For the Vegan Sausage:

  • 1 cup cooked brown lentils
  • 1/2 cup cooked quinoa
  • 1/2 cup cooked chickpeas
  • 1/4 cup nutritional yeast
  • 2 tablespoons tomato paste
  • 1 tablespoon tamari (gluten-free soy sauce)
  • 1 tablespoon olive oil
  • 2 cloves garlic, minced
  • 1 teaspoon smoked paprika
  • 1 teaspoon fennel seeds
  • 1/2 teaspoon dried thyme
  • 1/2 teaspoon dried sage
  • 1/2 teaspoon sea salt
  • 1/4 teaspoon black pepper

For the Bangers and Mash:

  • 4 Vegan Sausages (from the above recipe)
  • 4 cups peeled and diced potatoes
  • 1/2 cup unsweetened almond milk (or any other plant-based milk)
  • 2 tablespoons vegan butter
  • Salt and pepper, to taste
  • Vegan gravy, for serving (optional)
  • Chopped fresh parsley, for garnish (optional)

Instructions:

  1. Preheat your oven to 350°F (180°C) and line a baking sheet with parchment paper.
  2. In a large mixing bowl, combine all the ingredients for the Vegan Sausages.
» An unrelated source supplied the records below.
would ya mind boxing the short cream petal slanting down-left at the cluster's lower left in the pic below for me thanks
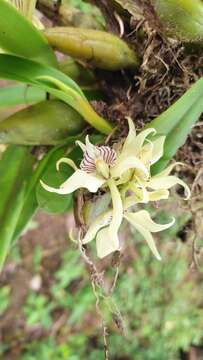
[82,211,112,244]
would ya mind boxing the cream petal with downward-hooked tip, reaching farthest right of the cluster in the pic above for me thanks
[147,175,191,200]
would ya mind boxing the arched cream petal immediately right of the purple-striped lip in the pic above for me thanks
[111,155,149,178]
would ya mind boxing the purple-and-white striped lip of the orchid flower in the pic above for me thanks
[80,146,116,173]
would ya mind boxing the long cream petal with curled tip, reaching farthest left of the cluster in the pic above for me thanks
[40,170,105,194]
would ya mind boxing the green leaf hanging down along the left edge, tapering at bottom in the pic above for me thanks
[0,145,33,268]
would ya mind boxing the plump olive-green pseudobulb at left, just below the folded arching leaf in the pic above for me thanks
[0,100,85,145]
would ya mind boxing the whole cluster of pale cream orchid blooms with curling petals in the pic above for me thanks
[41,119,190,260]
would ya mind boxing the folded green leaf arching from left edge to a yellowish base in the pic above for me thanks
[0,54,112,134]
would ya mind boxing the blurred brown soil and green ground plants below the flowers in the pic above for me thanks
[0,200,203,360]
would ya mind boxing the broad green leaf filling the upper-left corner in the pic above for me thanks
[0,0,57,66]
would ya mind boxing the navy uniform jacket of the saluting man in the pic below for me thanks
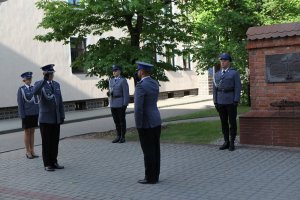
[33,80,65,124]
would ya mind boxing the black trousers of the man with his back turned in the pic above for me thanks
[138,126,161,182]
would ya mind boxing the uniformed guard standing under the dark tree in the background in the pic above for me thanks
[107,65,129,143]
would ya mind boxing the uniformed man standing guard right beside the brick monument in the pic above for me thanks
[213,53,242,151]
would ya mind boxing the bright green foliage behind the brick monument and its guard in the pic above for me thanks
[191,0,300,104]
Mix well to form a dough-like consistency.
  3. Using your hands, shape the mixture into sausage-shaped patties and place them on the prepared baking sheet.
  4. Bake the sausages in the preheated oven for 25-30 minutes, or until they are firm and lightly golden on the outside.
  5. While the sausages are baking, prepare the mashed potatoes. Place the diced potatoes in a large pot of water and bring to a boil. Cook until fork-tender, then drain.
  6. In the same pot, add the cooked potatoes, almond milk, vegan butter, salt, and pepper. Mash the potatoes using a potato masher or a hand mixer until smooth and creamy.
  7. Once the sausages are done baking, you can either serve them whole or slice them into smaller pieces.
  8. To serve, place a scoop of mashed potatoes on a plate, top with a Vegan Sausage, and drizzle with vegan gravy, if desired. Garnish with chopped fresh parsley, if desired.

Enjoy your delicious Vegan Bangers Sausage with gluten-free mashed potatoes!